For the past 20 years, the Palmetto Project has been a leading advocate for a more effective system of health care for South Carolinians regardless of their financial circumstances, race, or residency. During this time the organization became a national leader in patient navigation, community-based care delivery, and reducing cardiovascular disease among at-risk African Americans. Other initiatives have boosted South Carolina to becoming a national leader in childhood immunization, health insurance enrollment, and Medicaid coverage for children.
One of our most successful start-up ventures has been Welvista, a statewide partnership that provides free pharmaceuticals to the hundreds of thousands of South Carolinians without health coverage. Today Welvista is its own non-profit organization and providing medications valued at more than $50 million a year to South Carolinians in need.
signUp SC. After years of struggling to create healthcare opportunities for South Carolinians without health insurance, the Palmetto Project became the statewide Navigator organization for the Insurance Marketplace, created by the Affordable Care Act.
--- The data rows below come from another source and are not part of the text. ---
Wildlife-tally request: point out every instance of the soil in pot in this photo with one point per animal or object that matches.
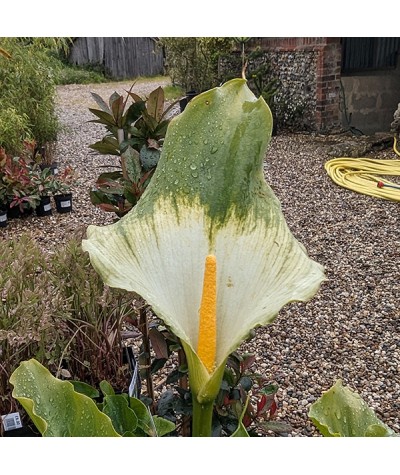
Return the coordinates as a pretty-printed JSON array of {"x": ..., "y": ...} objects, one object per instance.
[
  {"x": 53, "y": 167},
  {"x": 15, "y": 212},
  {"x": 3, "y": 218},
  {"x": 63, "y": 203},
  {"x": 44, "y": 207}
]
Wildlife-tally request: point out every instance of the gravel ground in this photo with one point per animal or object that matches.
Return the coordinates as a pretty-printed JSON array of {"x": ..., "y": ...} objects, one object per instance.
[{"x": 350, "y": 330}]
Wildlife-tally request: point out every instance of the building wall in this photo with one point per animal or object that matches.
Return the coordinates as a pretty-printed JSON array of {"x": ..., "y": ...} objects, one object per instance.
[
  {"x": 370, "y": 100},
  {"x": 309, "y": 70}
]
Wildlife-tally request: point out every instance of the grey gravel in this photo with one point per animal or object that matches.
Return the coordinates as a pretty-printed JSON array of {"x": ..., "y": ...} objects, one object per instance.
[{"x": 350, "y": 329}]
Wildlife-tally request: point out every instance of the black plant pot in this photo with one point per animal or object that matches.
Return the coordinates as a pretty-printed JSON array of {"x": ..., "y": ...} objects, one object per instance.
[
  {"x": 15, "y": 212},
  {"x": 53, "y": 167},
  {"x": 63, "y": 203},
  {"x": 3, "y": 218},
  {"x": 44, "y": 207}
]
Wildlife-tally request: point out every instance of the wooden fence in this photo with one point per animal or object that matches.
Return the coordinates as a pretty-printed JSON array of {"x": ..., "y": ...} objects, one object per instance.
[{"x": 121, "y": 58}]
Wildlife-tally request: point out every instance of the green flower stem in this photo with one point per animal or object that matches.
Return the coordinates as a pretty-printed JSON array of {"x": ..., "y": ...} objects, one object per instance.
[{"x": 202, "y": 418}]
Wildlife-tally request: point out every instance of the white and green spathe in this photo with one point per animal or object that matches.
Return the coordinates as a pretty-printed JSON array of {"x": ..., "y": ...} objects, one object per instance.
[{"x": 208, "y": 196}]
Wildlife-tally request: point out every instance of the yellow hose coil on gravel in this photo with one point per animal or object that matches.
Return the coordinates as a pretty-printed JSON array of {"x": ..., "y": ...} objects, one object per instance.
[{"x": 359, "y": 174}]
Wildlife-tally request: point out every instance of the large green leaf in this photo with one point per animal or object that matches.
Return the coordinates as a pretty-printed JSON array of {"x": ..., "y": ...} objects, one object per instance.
[
  {"x": 54, "y": 407},
  {"x": 117, "y": 409},
  {"x": 340, "y": 412}
]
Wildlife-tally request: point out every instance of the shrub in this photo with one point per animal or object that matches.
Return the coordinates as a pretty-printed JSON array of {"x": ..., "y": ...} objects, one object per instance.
[
  {"x": 192, "y": 62},
  {"x": 14, "y": 129},
  {"x": 27, "y": 86}
]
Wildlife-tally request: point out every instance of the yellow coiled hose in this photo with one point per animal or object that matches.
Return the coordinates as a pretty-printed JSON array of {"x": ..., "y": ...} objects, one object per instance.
[{"x": 359, "y": 174}]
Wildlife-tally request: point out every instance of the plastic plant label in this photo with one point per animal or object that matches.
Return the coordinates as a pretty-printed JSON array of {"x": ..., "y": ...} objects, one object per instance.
[
  {"x": 11, "y": 421},
  {"x": 133, "y": 390}
]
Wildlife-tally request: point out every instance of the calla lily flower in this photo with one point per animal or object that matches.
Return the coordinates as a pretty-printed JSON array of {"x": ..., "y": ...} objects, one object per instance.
[{"x": 207, "y": 245}]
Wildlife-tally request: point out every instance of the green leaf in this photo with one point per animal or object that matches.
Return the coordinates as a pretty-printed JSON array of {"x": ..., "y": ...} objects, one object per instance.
[
  {"x": 101, "y": 103},
  {"x": 86, "y": 389},
  {"x": 105, "y": 117},
  {"x": 54, "y": 407},
  {"x": 155, "y": 103},
  {"x": 106, "y": 388},
  {"x": 106, "y": 147},
  {"x": 241, "y": 429},
  {"x": 153, "y": 426},
  {"x": 116, "y": 407},
  {"x": 163, "y": 426},
  {"x": 340, "y": 412},
  {"x": 134, "y": 112}
]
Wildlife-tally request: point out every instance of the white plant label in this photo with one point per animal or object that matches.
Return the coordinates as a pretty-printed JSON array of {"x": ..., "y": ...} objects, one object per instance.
[{"x": 11, "y": 421}]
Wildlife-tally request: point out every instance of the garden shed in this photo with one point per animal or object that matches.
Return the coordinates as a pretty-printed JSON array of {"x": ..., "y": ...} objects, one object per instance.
[
  {"x": 334, "y": 83},
  {"x": 121, "y": 58}
]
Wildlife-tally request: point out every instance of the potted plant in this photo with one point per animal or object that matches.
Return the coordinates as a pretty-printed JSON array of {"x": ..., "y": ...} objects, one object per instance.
[
  {"x": 21, "y": 195},
  {"x": 3, "y": 191},
  {"x": 61, "y": 187},
  {"x": 3, "y": 204},
  {"x": 44, "y": 183},
  {"x": 135, "y": 134},
  {"x": 46, "y": 155}
]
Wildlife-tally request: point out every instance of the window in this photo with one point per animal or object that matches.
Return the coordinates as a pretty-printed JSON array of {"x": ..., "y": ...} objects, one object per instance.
[{"x": 363, "y": 54}]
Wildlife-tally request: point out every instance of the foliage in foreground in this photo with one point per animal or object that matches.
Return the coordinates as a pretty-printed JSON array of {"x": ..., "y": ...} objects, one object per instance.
[
  {"x": 340, "y": 412},
  {"x": 60, "y": 409},
  {"x": 71, "y": 325}
]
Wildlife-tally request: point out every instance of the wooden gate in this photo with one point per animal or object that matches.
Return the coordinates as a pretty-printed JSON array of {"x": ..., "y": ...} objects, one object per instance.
[{"x": 122, "y": 57}]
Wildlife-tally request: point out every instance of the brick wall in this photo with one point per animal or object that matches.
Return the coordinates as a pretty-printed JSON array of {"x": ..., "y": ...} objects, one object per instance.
[{"x": 319, "y": 84}]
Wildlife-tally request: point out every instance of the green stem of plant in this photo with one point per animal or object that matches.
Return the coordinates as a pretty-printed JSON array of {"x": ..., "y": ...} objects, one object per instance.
[{"x": 202, "y": 418}]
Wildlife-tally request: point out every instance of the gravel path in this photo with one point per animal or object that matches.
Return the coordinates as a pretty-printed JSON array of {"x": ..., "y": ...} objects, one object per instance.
[{"x": 350, "y": 330}]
This has given us a remarkable opportunity to help South Carolinians transition into a new era of affordable care, including signing up for health insurance.
Children’s Health SC . Half of all South Carolina children live at or below 200% of the Federal poverty level, and consequently face many health care challenges. Medicaid provides good coverage, but thousands of eligible children go off the rolls each year and face long periods without a medical home or insurance coverage. The Palmetto Project has formed partnerships with the State’s Medicaid agency to more aggressively identify children who have fallen through the cracks and get them enrolled and re-enrolled in Medicaid and into a medical home.
Heart & Soul. Created in 1997, the Palmetto Project’s cardiovascular health initiative among African Americans accelerated a reduction in statewide mortality rates due to heart disease and stroke during its first four years. During that time, the disparity between blacks and whites declined by 50%. The program was created by Palmetto Project staff and volunteers and has received national attention.
Carolina Hearing Aid Bank. Most public and private health care plans do not cover the cost of hearing aids, jeopardizing the ability of South Carolinians who are hard of hearing to work, live on their own, or even communicate with their own families. This is particularly hard on people living below the poverty level. Through a special partnership with a hearing aid manufacturer, the Palmetto Project is able to provide low-income South Carolinians with free hearing aids, which we acquire at a fraction of their retail value.